姚湛回家的路上開著廣播,黃金時段的女主播在念讀者來信。


    來信的人是個深受困擾的年輕人,大學剛畢業,工作很一般,女朋友的父母覺得他沒什麽前途,不同意兩人繼續在一起。


    姚湛苦澀地笑笑,不管是同性戀還是異性戀,在婚戀方麵,都有苦惱。


    他關掉了廣播,沒再繼續聽女主播的開解,那些話越聽越覺得是局外人站著說話不腰疼。


    他開車快到家的時候,開始放緩了速度,他不想回家。


    像他這樣的人,該工作忙,壓力大,一般來說,下了班恨不得眨眼就到家好好睡一覺,可是現在,他害怕回去,害怕一進屋就要麵對他媽帶來的更大的壓力。

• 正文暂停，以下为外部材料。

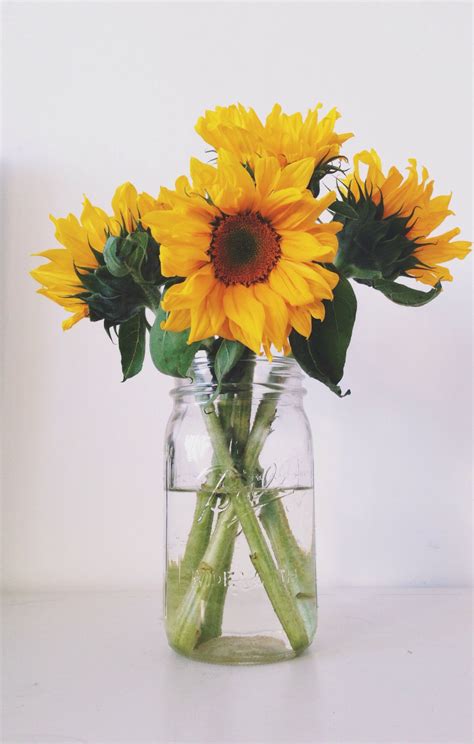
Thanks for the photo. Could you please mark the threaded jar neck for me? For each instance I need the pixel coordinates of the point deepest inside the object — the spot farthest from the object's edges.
(253, 375)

    他開車進了小區,停好車之後坐在裏麵抽了兩根煙才下來。


    意外的是,他剛一下車就看見了屈意衡。


    對方正笑意盈盈地看他。


    “好看嗎?”姚湛笑著走向他,站到他麵前。


    屈意衡點點頭:“好看,我看了半天了。”


    姚湛更意外了:“那怎麽不叫我?”


    “就是想看看你。”屈意衡說,“我六點多就在這邊等了,你一直都沒回來,本來打算再等半個小時你要是還不回來我就回家了。”


    姚湛不明白,怎麽能有人這麽招人疼。


    “累不累?”他問,“想我了就給我打電話唄。”


    “不想打。”屈意衡說,“我就看看你,看完了我就回去了。”


    “現在看完了?”


    “看完了。”屈意衡看著姚湛的時候,甚至有些舍不得眨眼,他能明顯感覺到姚湛的疲憊,說不心疼是不可能的。

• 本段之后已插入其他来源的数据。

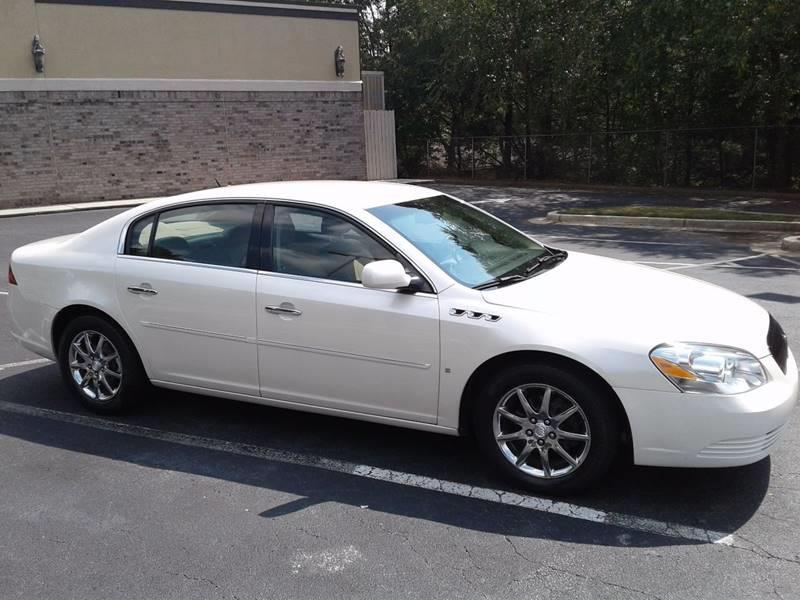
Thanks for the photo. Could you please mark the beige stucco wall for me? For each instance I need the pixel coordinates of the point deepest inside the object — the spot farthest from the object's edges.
(110, 42)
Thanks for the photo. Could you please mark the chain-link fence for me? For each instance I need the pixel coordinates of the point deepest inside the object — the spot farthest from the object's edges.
(736, 157)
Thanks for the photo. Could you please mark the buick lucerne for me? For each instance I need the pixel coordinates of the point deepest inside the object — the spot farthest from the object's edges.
(401, 305)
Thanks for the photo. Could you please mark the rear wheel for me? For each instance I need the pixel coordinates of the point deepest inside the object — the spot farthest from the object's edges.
(100, 365)
(547, 428)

    屈意衡心軟,雖然出櫃這種事兒在他這裏向來都是沒得商量的,可看著姚湛現在這麽為難,他甚至開始懷疑自己是不是有些過分了。


    “你快回家吧。”屈意衡說,“阿姨是不是等你呢?”


    “我還沒看完。”姚湛趁著沒人,拉了拉他的手,“上車,讓我好好看看你。”


    屈意衡原本沒這個打算,他是真的就想看看姚湛,說兩句話,就這樣就滿足了。


    但現在,姚湛直接站在這兒誘惑他,他根本就抵抗不住這樣的誘惑,乖乖上了車。


    “你是不是瘦了?”倆人坐在車裏,姚湛捏著屈意衡的下巴反複端詳。


    “哪能呢,”屈意衡笑著說,“咱們才多久沒見,就算瘦了也不至於這麽明顯能看出來。”

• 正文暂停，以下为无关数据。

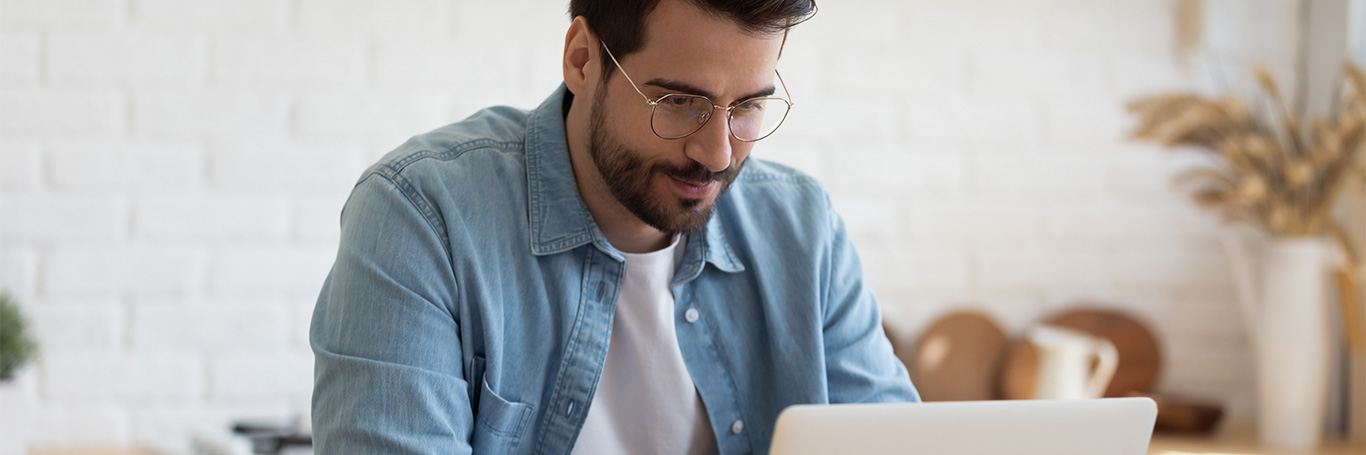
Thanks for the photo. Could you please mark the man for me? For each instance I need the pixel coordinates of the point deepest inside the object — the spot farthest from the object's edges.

    “你肯定是因為擔心我所以寢食難安,”姚湛湊上去,嘴唇抵著對方的鼻尖,“因為想我,所以瘦了。”


    屈意衡拿他沒辦法,隻好說是。


    “我也想你。”姚湛摟著屈意衡的腰,把人往自己這邊帶,“親一下吧,渡口氣給我。”


    屈意衡主動含住他的嘴唇,舌尖撬開了對方的牙齒。


    兩人在車上吻得纏綿,沒一會兒就起了反應,要不是因為在外麵,姚湛肯定不管不顧地脫了褲子就來一場。


    “還是人工呼吸管用。”姚湛輕舔著屈意衡的嘴角,“本來一想到要回去見我媽,我都要不能呼吸了,你這個小護士救了我。”


    屈意衡被他說得臉紅心跳,推開對方,抿了抿嘴:“好了,回去吧。”


    兩人整理了一下,下了車。


    “送你到家門口?”姚湛挑著眉問。


    屈意衡笑笑:“別了,你先走。”


    他推了推姚湛:“去吧,太晚了,阿姨會惦記。”


    姚湛趁機拉著他的手親了一下手背,然後不情不願地說:“那我走了,大晚上你別在外麵晃蕩,回去早點睡。”


    屈意衡笑著點頭。


    “我這邊的事盡快解決,到時候就能理直氣壯地同居了。”


    屈意衡歪著頭看他:“不急,慢慢來,我們有很多時間,不怕。”


    姚湛發現,屈意衡跟之前相比勇敢多了,他不知道對方隻有在麵對他的時候才這樣,也不知道完全是因為他,屈意衡才會這樣。


    姚湛走了,一步三回頭,他停車的地方離樓門不算遠,沒一會兒就到了門口。


    他揮揮手,屈意衡也對他揮手,姚湛突然覺得這場麵很好笑,好像是早戀的小學生怕被家長發現不得不搞地下戀情似的。


    好笑又心酸。


    姚湛回了家,他媽繼續盯他。


    他洗漱完,本來想早點睡覺,但想了想,還是又回去客廳,坐在了他媽旁邊。


    依舊是老樣子,不行不理解不接受。


    姚湛說累了,聳聳肩,回屋了。


    過了一會兒,姚湛媽媽過來敲門,問他:“你為什麽就不能為了爸爸媽媽改變一下呢?”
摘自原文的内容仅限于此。